At present the International Labor Organization’s (ILO) 186 member nations have signed a Declaration on Fundamental Principles and Rights at Work that, according to the ILO “commits Member States to respect and promote principles and rights in four categories, whether or not they have ratified the relevant Conventions. These categories are: freedom of association and the effective recognition of the right to collective bargaining, the elimination of forced or compulsory labour, the abolition of child labour and the elimination of discrimination in respect of employment and occupation.”
But the ILO’s Declaration, like the labor side agreements of US trade agreements lack an enforcement mechanism. Member nations can refuse to ratify any individual standard. Of the eight core conventions, the U.S. for example has ratified only two. It should go without saying that neither workers nor unions have the right to sue for economic damages in a world court comprised of judges who had formerly served as labor lawyers.
If the TPP’s enforcement mechanisms were as toothless as those of labor side agreements or the ILO Declaration there would be no need for fast track. If the labor side agreements or the ILO Declaration had enforcement mechanisms as vigorous as those of the TPP I daresay the vote on fast track would be lopsidedly against.

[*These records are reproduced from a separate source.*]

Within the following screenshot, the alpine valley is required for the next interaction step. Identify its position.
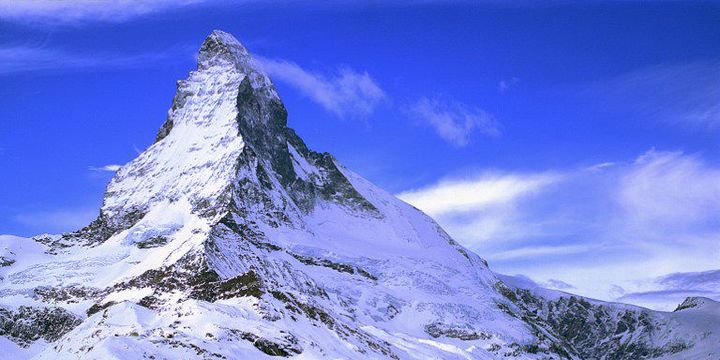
[0,31,720,359]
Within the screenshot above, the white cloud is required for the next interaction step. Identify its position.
[256,57,387,117]
[398,172,564,248]
[90,164,122,172]
[399,150,720,309]
[398,173,559,216]
[619,150,720,231]
[409,97,501,147]
[0,0,210,23]
[542,279,575,290]
[0,45,191,75]
[490,245,593,260]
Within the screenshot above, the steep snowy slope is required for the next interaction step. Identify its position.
[0,31,720,359]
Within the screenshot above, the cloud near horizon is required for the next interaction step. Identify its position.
[398,149,720,309]
[255,56,388,117]
[90,164,122,172]
[0,45,192,76]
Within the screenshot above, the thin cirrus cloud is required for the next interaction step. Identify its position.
[256,57,387,117]
[0,45,191,75]
[580,61,720,129]
[616,270,720,310]
[398,149,720,309]
[408,97,501,147]
[0,0,211,25]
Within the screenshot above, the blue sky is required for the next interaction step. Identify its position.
[0,0,720,308]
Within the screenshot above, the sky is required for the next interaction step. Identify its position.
[0,0,720,310]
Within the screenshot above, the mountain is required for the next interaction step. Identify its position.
[0,31,720,359]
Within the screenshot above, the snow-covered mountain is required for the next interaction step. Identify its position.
[0,31,720,359]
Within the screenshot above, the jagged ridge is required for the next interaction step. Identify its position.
[0,31,717,359]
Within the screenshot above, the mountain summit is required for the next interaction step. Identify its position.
[0,31,720,359]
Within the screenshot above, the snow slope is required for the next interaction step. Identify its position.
[0,31,720,359]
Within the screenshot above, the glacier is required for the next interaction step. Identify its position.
[0,31,720,359]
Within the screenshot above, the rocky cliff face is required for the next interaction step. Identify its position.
[0,31,718,359]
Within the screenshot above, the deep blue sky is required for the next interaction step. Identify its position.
[0,1,720,308]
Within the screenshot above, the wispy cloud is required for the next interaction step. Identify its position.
[615,270,720,310]
[0,0,211,23]
[399,150,720,309]
[256,57,387,117]
[588,61,720,129]
[0,45,192,75]
[409,97,501,147]
[542,279,575,290]
[398,172,563,248]
[398,172,559,216]
[90,164,122,172]
[619,150,720,232]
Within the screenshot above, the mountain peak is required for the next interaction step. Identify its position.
[198,30,250,65]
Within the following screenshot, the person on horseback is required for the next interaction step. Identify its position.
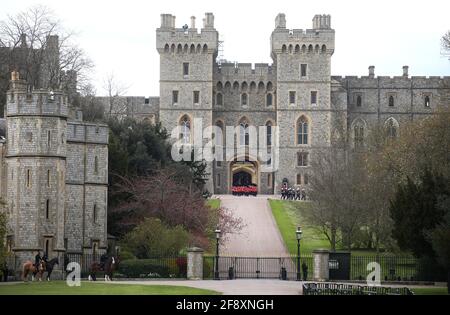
[34,251,42,270]
[42,252,48,263]
[100,253,108,270]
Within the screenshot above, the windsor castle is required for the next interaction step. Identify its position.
[0,13,450,276]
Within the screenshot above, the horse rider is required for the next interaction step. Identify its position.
[100,253,108,270]
[42,252,48,263]
[34,251,42,270]
[295,187,300,200]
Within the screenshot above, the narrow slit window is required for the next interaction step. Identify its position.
[183,62,189,76]
[424,95,431,107]
[45,199,50,220]
[193,91,200,105]
[300,63,308,77]
[311,91,317,105]
[172,91,178,105]
[289,91,296,105]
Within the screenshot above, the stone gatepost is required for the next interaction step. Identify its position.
[313,249,330,281]
[187,247,204,280]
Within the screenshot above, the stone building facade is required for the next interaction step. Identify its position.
[97,13,450,194]
[0,72,109,276]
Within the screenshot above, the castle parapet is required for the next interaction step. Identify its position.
[6,72,68,117]
[67,121,109,144]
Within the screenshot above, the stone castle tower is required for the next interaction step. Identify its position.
[6,72,68,270]
[271,14,334,188]
[156,13,218,191]
[0,72,108,278]
[154,13,450,194]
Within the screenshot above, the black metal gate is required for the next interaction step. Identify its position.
[328,252,350,280]
[203,256,312,280]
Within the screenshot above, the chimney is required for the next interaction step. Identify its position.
[203,12,214,28]
[369,66,375,79]
[20,34,27,48]
[403,66,409,77]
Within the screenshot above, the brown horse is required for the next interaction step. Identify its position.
[22,260,45,281]
[88,256,119,281]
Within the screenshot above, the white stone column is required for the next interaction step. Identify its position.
[187,247,204,280]
[313,249,330,281]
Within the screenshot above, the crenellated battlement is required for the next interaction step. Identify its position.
[67,121,109,144]
[156,13,218,54]
[271,13,335,54]
[214,63,276,85]
[6,72,69,117]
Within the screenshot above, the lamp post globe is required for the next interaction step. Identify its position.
[295,226,306,281]
[214,228,222,280]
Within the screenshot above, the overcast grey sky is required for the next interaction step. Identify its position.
[0,0,450,96]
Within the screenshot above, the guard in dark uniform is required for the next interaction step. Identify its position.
[34,251,42,270]
[100,253,108,270]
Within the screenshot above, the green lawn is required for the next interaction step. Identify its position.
[269,199,330,255]
[411,287,448,295]
[0,281,220,295]
[269,199,408,257]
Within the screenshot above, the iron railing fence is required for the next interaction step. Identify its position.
[302,282,414,295]
[350,255,447,281]
[203,255,313,280]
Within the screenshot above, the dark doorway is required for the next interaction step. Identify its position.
[233,171,252,186]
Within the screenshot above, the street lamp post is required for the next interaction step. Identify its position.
[295,227,306,281]
[214,228,221,280]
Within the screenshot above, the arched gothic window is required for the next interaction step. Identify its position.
[216,93,223,106]
[385,117,399,139]
[239,119,250,145]
[389,95,394,107]
[353,122,364,149]
[266,121,272,145]
[297,116,309,144]
[356,95,362,107]
[266,93,273,106]
[241,93,248,106]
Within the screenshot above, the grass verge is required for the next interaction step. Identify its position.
[0,281,220,295]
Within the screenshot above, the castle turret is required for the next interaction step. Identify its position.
[271,13,335,191]
[6,72,67,276]
[156,13,218,190]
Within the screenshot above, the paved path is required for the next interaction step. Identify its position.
[218,195,288,257]
[110,279,302,295]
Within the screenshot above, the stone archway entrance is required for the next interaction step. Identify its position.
[228,158,259,192]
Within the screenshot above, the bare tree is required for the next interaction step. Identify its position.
[111,168,243,248]
[0,5,93,103]
[103,72,128,118]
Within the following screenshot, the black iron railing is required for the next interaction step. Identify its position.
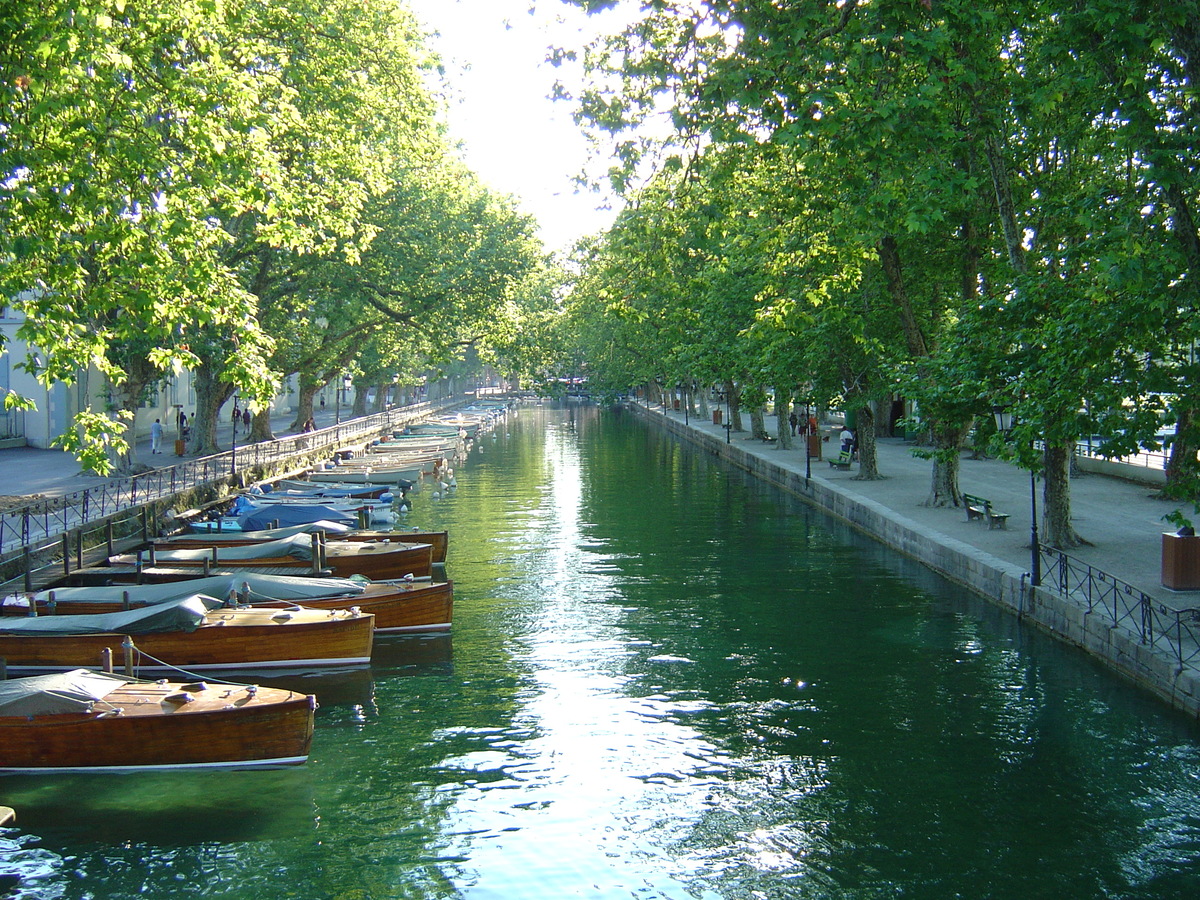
[1039,545,1200,668]
[0,401,455,557]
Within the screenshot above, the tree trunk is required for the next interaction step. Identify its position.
[191,364,234,456]
[245,407,275,444]
[750,406,770,440]
[725,382,745,431]
[920,424,971,506]
[1163,406,1200,499]
[854,403,883,481]
[1042,444,1087,550]
[775,385,792,450]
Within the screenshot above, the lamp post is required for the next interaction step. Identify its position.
[804,400,812,487]
[991,406,1042,587]
[229,394,238,478]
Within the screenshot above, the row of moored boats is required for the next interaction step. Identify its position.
[0,403,506,772]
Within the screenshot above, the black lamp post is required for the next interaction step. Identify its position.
[991,406,1042,587]
[804,400,812,487]
[229,394,238,478]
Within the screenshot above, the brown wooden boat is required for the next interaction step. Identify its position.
[7,575,454,632]
[162,527,450,563]
[108,535,433,581]
[0,595,374,672]
[0,670,317,773]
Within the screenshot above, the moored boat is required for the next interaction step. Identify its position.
[162,526,450,563]
[108,535,433,581]
[0,572,454,632]
[0,595,374,672]
[0,670,317,773]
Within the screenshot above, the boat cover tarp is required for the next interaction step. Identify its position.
[175,520,358,550]
[23,572,370,606]
[0,668,131,715]
[147,534,312,563]
[0,594,224,635]
[238,503,359,532]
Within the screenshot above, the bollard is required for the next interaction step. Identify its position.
[121,635,133,678]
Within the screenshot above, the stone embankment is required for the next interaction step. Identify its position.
[632,404,1200,718]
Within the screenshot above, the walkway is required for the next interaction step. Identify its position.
[652,407,1200,610]
[0,403,348,505]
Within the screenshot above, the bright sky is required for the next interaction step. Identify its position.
[408,0,614,250]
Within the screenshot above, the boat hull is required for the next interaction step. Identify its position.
[0,684,317,773]
[23,581,454,633]
[0,601,374,672]
[164,532,450,563]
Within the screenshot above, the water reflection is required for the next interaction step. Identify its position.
[5,408,1200,900]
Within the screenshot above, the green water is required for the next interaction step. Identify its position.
[0,407,1200,900]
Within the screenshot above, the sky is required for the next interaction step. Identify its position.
[408,0,614,250]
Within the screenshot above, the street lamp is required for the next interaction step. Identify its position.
[991,406,1042,587]
[229,394,239,478]
[804,400,812,487]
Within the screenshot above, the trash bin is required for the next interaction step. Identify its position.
[1163,532,1200,590]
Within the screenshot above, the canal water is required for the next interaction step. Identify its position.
[0,406,1200,900]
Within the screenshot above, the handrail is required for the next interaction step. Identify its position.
[1038,544,1200,670]
[0,401,458,557]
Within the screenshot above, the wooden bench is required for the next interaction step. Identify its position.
[829,450,851,469]
[962,493,1008,529]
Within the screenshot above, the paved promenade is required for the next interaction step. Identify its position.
[0,400,1200,608]
[650,407,1200,610]
[0,404,326,511]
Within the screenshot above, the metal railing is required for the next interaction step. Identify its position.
[0,401,457,557]
[1039,545,1200,668]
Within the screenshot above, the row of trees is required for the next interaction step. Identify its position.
[0,0,557,472]
[552,0,1200,547]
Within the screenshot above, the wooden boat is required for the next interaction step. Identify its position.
[0,670,317,773]
[8,574,454,632]
[155,526,450,563]
[308,463,425,490]
[108,535,433,581]
[0,595,374,672]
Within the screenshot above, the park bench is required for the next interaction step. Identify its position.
[829,450,851,469]
[962,493,1008,529]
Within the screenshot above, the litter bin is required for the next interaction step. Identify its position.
[1163,532,1200,590]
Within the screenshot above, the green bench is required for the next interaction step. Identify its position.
[962,493,1008,529]
[829,450,851,469]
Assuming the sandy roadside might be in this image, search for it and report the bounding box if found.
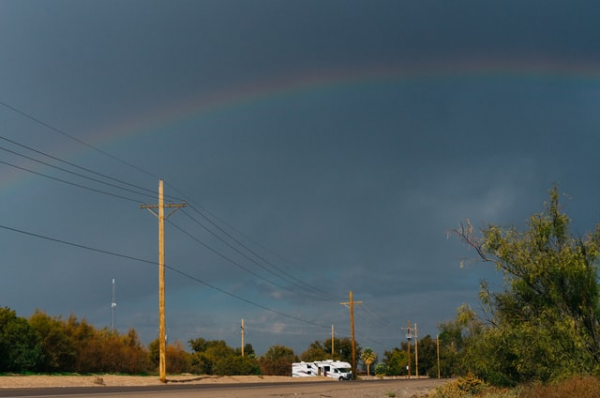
[0,375,331,388]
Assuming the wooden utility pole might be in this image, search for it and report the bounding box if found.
[436,334,441,379]
[140,180,185,383]
[340,290,362,380]
[242,318,244,357]
[406,321,412,379]
[415,323,419,379]
[331,323,335,359]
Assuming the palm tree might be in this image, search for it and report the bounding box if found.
[360,347,377,376]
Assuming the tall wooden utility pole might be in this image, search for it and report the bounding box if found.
[415,323,419,379]
[406,321,412,379]
[340,290,362,380]
[242,318,244,357]
[436,334,440,379]
[331,323,335,359]
[140,180,185,383]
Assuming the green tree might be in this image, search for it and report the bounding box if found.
[360,347,377,376]
[260,345,298,376]
[382,347,408,376]
[0,307,43,372]
[418,335,437,377]
[29,310,77,372]
[454,186,600,384]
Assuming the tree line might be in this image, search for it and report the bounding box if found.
[0,186,600,386]
[0,307,450,376]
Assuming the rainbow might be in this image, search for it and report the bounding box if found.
[84,59,600,145]
[0,59,600,190]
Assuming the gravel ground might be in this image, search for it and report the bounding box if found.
[0,375,448,398]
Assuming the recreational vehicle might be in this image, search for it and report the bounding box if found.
[292,359,352,380]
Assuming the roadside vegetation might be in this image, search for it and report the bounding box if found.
[0,186,600,398]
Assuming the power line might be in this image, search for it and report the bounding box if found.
[0,101,159,179]
[0,160,141,203]
[0,136,164,199]
[0,141,153,201]
[169,216,302,290]
[0,101,335,299]
[0,224,329,328]
[182,211,333,297]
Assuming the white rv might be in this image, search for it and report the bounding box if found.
[292,359,352,380]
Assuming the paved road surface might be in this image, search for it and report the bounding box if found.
[0,379,447,398]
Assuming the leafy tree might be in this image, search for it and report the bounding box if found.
[0,307,43,372]
[382,345,408,376]
[419,335,437,377]
[360,347,377,376]
[260,345,298,376]
[29,310,77,372]
[454,186,600,384]
[189,337,260,376]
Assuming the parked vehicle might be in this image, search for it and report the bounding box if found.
[292,359,352,380]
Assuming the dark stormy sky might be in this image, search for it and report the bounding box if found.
[0,0,600,354]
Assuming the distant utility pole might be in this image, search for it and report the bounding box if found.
[331,323,335,359]
[110,279,117,332]
[340,290,362,380]
[140,180,185,383]
[415,323,419,379]
[242,318,244,357]
[436,334,441,379]
[406,321,412,379]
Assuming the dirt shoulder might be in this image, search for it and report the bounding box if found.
[0,375,331,388]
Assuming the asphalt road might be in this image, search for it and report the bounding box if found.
[0,379,447,398]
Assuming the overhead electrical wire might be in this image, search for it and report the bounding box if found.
[0,141,154,201]
[0,224,330,328]
[0,100,160,180]
[0,135,164,200]
[182,210,338,297]
[167,216,308,290]
[0,160,140,203]
[0,101,350,320]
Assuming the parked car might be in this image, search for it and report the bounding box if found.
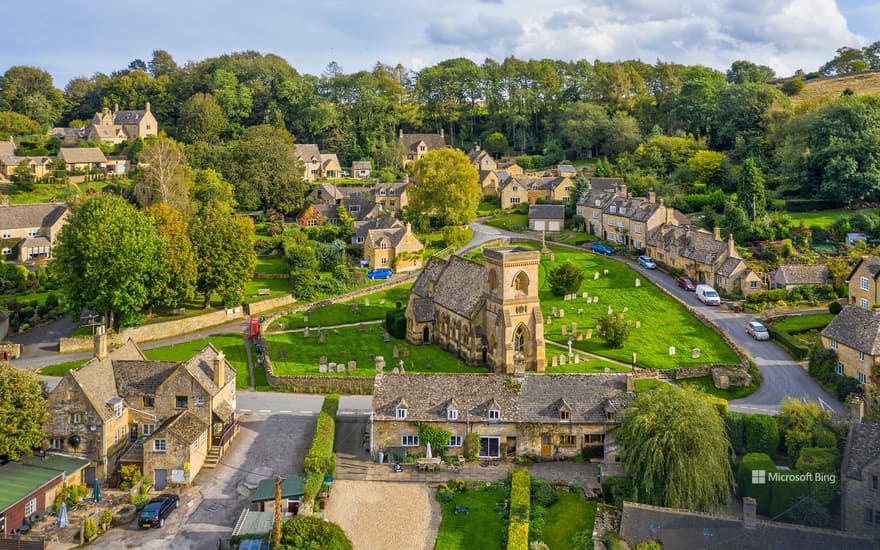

The clear and present evidence of the far-reaching negative impact of the TPP is compelling. Rather than being forced to have an up or down vote on a bill consisting of thousands of pages of fine print after only a very limited debate and with no amendments, we should engage in a spirited national conversation about the values that should guide international trade agreements and what type of enforcement mechanisms would best serve the public interest.